Но если Вы бы знали, чего это будет мне стоить! Разумеется, ничего сегодня не делал. Ах, господи, когда ж можно будет успокоиться! До завтра, дорогой друг; надеюсь, что-нибудь решу. La nuit porte conseil [Утро вечера мудренее.].

Ваш П. Чайковский.

Р. S. Я сейчас перечел письмо Бутовского (председателя комитета) nquestionnaire [анкету], приложенный к письму. В этом questionnaire изложены вопросы, которые предстоит разрешить музыкальному комитету, который будет заседать 10 – 18 января. В письме сказано:

“К сему долгом считаю присовокупить, что, вследствие значительности издержек, вызванных участием России в Парижской выставке, было бы весьма желательно избегать новых значительных ассигнований”. Следовательно, правительство не возьмет, например, на себя довезти до Парижа целую труппу, чтобы устроить русскую оперу или оркестр, чтобы составить концерты из русских произведений. Теперь я Вам сообщу вкратце, из чего состоит questionnaire.

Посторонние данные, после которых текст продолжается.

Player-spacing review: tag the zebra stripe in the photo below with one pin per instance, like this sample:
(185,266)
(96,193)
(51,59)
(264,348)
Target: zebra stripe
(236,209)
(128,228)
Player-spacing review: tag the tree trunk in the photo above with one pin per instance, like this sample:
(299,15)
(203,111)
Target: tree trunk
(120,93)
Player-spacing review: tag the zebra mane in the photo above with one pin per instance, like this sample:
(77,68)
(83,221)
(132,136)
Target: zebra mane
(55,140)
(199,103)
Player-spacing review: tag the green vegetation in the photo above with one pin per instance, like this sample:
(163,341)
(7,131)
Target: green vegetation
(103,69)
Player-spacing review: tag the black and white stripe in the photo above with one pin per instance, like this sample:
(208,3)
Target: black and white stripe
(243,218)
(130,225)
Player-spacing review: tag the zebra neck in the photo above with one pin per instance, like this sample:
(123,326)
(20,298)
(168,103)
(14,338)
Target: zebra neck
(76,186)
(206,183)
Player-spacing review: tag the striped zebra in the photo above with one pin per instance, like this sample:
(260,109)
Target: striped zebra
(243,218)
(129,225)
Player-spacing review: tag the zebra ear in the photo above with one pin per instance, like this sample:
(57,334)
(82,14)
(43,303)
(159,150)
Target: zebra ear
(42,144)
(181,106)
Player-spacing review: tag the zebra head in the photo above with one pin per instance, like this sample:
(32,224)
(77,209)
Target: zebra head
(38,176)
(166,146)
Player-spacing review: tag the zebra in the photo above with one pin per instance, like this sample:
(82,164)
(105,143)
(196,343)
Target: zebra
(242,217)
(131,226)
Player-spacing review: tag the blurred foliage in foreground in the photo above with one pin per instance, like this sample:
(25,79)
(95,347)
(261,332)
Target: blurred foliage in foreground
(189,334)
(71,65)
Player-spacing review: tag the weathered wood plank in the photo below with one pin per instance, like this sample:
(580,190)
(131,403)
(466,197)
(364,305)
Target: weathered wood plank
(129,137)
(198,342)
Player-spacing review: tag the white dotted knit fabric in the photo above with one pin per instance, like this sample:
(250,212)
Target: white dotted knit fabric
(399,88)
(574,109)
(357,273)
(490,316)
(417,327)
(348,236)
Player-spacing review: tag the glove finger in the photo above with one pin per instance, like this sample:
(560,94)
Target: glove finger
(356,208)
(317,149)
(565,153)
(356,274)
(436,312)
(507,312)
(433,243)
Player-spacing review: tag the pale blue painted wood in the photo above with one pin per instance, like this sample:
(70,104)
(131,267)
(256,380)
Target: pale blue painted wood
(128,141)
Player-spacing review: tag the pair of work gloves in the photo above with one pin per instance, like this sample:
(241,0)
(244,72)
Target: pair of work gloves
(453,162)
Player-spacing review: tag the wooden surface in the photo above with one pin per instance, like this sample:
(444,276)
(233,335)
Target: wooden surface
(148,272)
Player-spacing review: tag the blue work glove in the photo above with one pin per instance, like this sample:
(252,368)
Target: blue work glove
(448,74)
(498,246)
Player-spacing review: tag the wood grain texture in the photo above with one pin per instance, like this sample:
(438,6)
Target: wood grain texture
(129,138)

1) Какой русский оркестр может явиться на Парижскую выставку? 2) Сколько он даст концертов? 3) Какие русские хоровые общества явятся на состязание? 4) Какие квартетные общества желают участвовать в таковом же состязании? 5) Какие национальные песенные общества могут явиться? 6) Возьмет ли на себя расходы на их путешествие и содержание комитет выставки? 7) Имеются ли исторические документы о национальной музыке? 8) Какие русские органисты (?) приедут на выставку? – На все эти вопросы, за исключением 6-го, мне очень трудно отвечать после трехмесячного отсутствия из России. О, если б я сейчас же мог узнать Ваше мнение! Ваш совет или совет брата мог бы меня вывести из затруднения.

Ваш П. Ч.


70. Чайковский – Мекк

San Remo,

23 декабря 1877 г./4 января 1878 г.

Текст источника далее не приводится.